La señora Ayuso es la misma, les recuerdo, que no ha parado de hablar del valor del esfuerzo y la competencia desde que se convirtió, o la convirtieron, en la lideresa de la reacción española. Ha manejado un relato que busca enmascarar su proyecto, uno que ha convertido a Madrid en la región más desigual de España, haciéndolo pasar por una aventura donde cada individuo lucha por alcanzar sus sueños. En realidad lo único que sucede es que una pandilla de selectos apandadores utilizan el dinero de todos para engrasar su maquinaria de chanchullos, que es como se debería llamar a su modelo de “colaboración público-privada”.

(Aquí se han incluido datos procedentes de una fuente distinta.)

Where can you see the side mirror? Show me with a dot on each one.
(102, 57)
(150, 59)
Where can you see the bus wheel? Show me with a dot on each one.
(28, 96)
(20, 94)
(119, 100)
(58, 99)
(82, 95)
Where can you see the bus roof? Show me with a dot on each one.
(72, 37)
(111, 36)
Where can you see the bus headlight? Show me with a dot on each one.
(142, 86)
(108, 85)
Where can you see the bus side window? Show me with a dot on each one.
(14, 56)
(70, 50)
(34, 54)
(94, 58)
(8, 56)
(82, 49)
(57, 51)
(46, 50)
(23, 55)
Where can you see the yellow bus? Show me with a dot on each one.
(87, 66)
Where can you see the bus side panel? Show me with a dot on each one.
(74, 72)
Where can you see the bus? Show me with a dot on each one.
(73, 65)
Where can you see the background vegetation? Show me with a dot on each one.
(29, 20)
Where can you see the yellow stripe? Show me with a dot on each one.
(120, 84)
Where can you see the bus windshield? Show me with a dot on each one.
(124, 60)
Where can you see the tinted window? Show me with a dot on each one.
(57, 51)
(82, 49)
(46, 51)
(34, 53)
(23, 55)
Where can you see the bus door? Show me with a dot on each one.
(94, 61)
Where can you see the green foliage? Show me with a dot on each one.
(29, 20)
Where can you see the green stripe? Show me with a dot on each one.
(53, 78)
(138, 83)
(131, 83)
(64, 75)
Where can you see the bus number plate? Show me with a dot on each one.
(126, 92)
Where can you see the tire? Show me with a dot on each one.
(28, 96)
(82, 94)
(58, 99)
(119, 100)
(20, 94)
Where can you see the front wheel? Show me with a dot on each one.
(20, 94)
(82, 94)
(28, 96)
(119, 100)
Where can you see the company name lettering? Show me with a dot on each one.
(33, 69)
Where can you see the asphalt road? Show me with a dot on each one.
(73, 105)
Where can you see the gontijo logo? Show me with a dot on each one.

Ayuso y su fábrica de maldades, regentada por Miguel Ángel Rodríguez, antagonista galdosiano —zafio, implacable y con olor a puchero—, llevan varios años dándonos la murga con la excelencia y la superación. Lo cierto es que el hermano y el novio de la presidenta tenían negocios opacos con la privatización sanitaria que les han reportado cuantiosos beneficios. Si tú, como nos contaba infoLibre, entregas setecientos millones a Quirón, al margen de lo presupuestado, sin fiscalización del gasto y tomando una operativa excepcional como la regla, y luego te vas a vivir a un dúplex de más de 350m2, que tu novio pagó tras las operaciones con Quirón, puedes predicar la excelencia, pero estás cohabitando en la indecencia. Y esto es una burla a la cara de todos los ciudadanos, los que no te votaron pero sobre todo los que lo hicieron.
Alberto González Amador, comisionista en el negocio de la sanidad privatizada, no es una anormalidad en el modelo que Ayuso promociona en Madrid, es su resumen más ajustado. Es alguien que no es que tan sólo estafara a Hacienda, sino que a juzgar por la alegría con la que gastó el dinero en coches y pisos de lujo, se sentía completamente impune para hacerlo. Cuando Ayuso declaró que este era “un caso turbio de todos los poderes del Estado contra un ciudadano anónimo”, en el fondo lo que estaba expresando era la frustración porque, esta vez, sí les hubieran pillado, conculcando su derecho divino a hacer lo que les da la gana, como les da la gana y cuando les da la gana, es decir, que lo colectivo viniera a frenar su decadente y egoísta sentido del concepto de libertad.